Elsewhere, new temperature-controlled units have been installed, the cellars have been modernised, older pumps have been removed and additional vines have been planted better suited to the estate’s gravelly soils.
The last few years, then, have seen Figeac return to form in the investment market. Part of the Liv-ex Right Bank 100 which has notably outperformed other indices in recent times, Figeac had long been the best performer for several years, consistently outperforming wines by chateaus which have – infuriatingly, no doubt, for Chateau Figeac – seen relatively recent promotion to Grand Cru Classe A status.
Perhaps some of the estate’s tumult can be traced back to the alleged – and ongoing – feud with one extremely prominent critic, who hasn’t scored the chateau since 2006, nor awarded many scores over 90 before that. Others, however, look upon Figeac more favourably, with Jancis Robinson scoring it well, and James Suckling awarding the 2009 Figeac an impressive 98 points. Managing director Frederic Faye has expressed an interest in getting Figeac back on Parker’s radar, but the estate’s gentle but determined ascent suggests the wine doesn’t need his approval in order to see success. More recently the 2016 was a candidate for wine of the vintage and considering the continued improvements here, this has to be an estate that is knocking of the door of Premier Cru Classe A status at the next review of the Saint-Emillion Classifications.

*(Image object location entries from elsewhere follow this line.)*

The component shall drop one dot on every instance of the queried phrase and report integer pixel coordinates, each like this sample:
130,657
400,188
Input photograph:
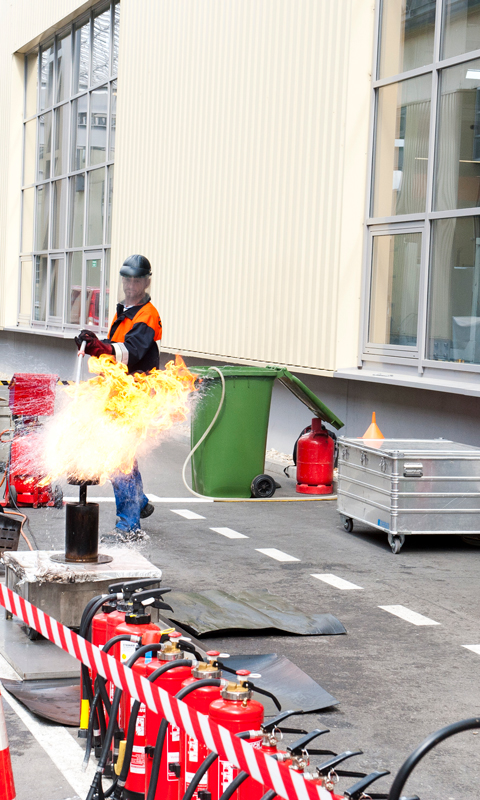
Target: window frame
418,221
57,324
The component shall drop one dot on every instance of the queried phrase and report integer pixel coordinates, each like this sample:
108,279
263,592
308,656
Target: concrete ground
396,681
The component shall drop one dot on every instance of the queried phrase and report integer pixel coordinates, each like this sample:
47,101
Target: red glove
95,347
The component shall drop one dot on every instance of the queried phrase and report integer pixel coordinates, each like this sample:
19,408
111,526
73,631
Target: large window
68,172
422,290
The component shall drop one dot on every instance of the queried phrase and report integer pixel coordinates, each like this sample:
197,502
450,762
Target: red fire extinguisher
193,752
168,780
237,711
137,622
315,460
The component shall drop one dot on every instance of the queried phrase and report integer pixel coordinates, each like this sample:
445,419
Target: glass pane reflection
44,155
96,206
73,310
457,167
101,47
81,58
394,289
55,305
454,292
461,27
98,125
79,124
406,35
401,153
40,293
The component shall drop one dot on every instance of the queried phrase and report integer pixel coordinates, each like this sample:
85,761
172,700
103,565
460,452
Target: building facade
303,176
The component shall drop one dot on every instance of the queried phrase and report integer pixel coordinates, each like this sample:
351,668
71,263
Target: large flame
100,430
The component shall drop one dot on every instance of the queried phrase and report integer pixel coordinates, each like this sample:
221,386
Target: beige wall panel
230,170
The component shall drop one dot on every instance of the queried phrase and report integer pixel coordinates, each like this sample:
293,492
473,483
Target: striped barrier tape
266,770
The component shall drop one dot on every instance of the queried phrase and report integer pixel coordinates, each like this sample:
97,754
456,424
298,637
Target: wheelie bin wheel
396,541
263,486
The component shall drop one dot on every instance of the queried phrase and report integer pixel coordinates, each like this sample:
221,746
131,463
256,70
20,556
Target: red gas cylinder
315,460
236,711
170,766
193,753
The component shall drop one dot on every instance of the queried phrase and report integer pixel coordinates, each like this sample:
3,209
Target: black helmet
136,267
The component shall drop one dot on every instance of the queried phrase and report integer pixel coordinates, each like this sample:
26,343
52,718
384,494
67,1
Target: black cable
421,751
134,713
112,720
210,759
233,785
157,758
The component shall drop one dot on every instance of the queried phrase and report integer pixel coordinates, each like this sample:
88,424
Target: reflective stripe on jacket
134,333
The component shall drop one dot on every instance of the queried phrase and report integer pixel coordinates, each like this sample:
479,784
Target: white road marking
475,648
278,555
339,583
186,513
152,497
59,745
229,533
408,615
155,499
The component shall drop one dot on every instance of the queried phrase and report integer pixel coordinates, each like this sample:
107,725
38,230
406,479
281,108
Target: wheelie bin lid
294,384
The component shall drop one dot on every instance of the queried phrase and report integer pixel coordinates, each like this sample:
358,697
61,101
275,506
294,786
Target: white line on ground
59,745
339,583
186,513
229,533
152,497
475,648
408,615
278,555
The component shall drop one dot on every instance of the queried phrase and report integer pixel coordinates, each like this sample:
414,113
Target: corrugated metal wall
229,170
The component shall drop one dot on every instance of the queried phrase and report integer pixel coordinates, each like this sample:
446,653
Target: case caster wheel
263,486
396,541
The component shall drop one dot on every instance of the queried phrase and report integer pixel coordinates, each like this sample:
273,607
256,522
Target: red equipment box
31,394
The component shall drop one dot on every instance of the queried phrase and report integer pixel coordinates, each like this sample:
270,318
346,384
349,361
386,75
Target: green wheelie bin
230,462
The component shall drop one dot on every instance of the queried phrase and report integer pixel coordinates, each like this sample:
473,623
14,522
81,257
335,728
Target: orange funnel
373,431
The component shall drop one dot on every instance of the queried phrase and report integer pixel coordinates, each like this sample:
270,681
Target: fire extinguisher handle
182,662
268,727
191,687
299,746
252,686
132,586
325,768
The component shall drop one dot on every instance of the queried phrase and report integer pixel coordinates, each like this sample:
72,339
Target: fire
106,419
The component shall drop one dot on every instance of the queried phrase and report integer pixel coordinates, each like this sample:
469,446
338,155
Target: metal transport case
409,486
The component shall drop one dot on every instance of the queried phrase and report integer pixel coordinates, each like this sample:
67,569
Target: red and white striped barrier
266,770
7,788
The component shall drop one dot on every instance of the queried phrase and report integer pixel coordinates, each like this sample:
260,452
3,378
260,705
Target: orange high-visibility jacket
134,333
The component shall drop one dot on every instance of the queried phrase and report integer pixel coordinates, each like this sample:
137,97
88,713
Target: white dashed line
339,583
475,648
186,513
229,533
278,555
408,615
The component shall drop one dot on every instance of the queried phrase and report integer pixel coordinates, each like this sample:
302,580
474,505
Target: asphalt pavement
398,676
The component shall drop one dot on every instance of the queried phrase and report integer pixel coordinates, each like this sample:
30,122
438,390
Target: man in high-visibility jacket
132,340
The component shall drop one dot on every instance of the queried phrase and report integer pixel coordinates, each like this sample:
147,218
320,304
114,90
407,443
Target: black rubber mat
204,613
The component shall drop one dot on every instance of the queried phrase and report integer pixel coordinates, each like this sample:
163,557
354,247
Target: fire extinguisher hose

One of the oldest properties in Bordeaux, Figeac dates back to the second century, the Gallo-Roman period, through a villa named after the Figeacus family (traces of which are still evident on the site).
However, it was not until 1654, when the property was passed to the Carles family, that the estate took the shape that we know today, and that its wines gained prominence outside the Saint Emilion area – notably in Paris, northern France and in Britain, thanks to links forged with merchant seamen.
At the time, the estate covered an incredible 200 hectares, making it one of the biggest Bordeaux vineyards in the region – but the poor economic conditions of the 19th century, coupled with its owner’s debts, meant the estate was sold off and subdivided. By the time the Andre Villepigue – ancestor of the Manoncourt family – got hold of the land it had decreased to just 37 hectares of vines.
Thierry Manoncourt – Andre’s grandson – took charge of the estate in 1947, and has been widely credited for turning the chateau’s fortunes around. Under his management the cellars were expanded, the chateau was renovated, the wines were significantly improved and Figeac rose to the front ranks of Saint Emilion estates. Thierry was also a founding member of the Union des Grands Crus – a driving force behind the Saint Emilion classification of the 1950s – and a pioneer of wine tourism, offering free tasting to visitors from the 1980s onwards.
Upon his death in 2010, a wider spread of management consultants (including Jean-Valmy Nicolas, Frederic Faye and Michel Rolland) stepped in, although the general running of the estate is still overseen by the Manoncourt family.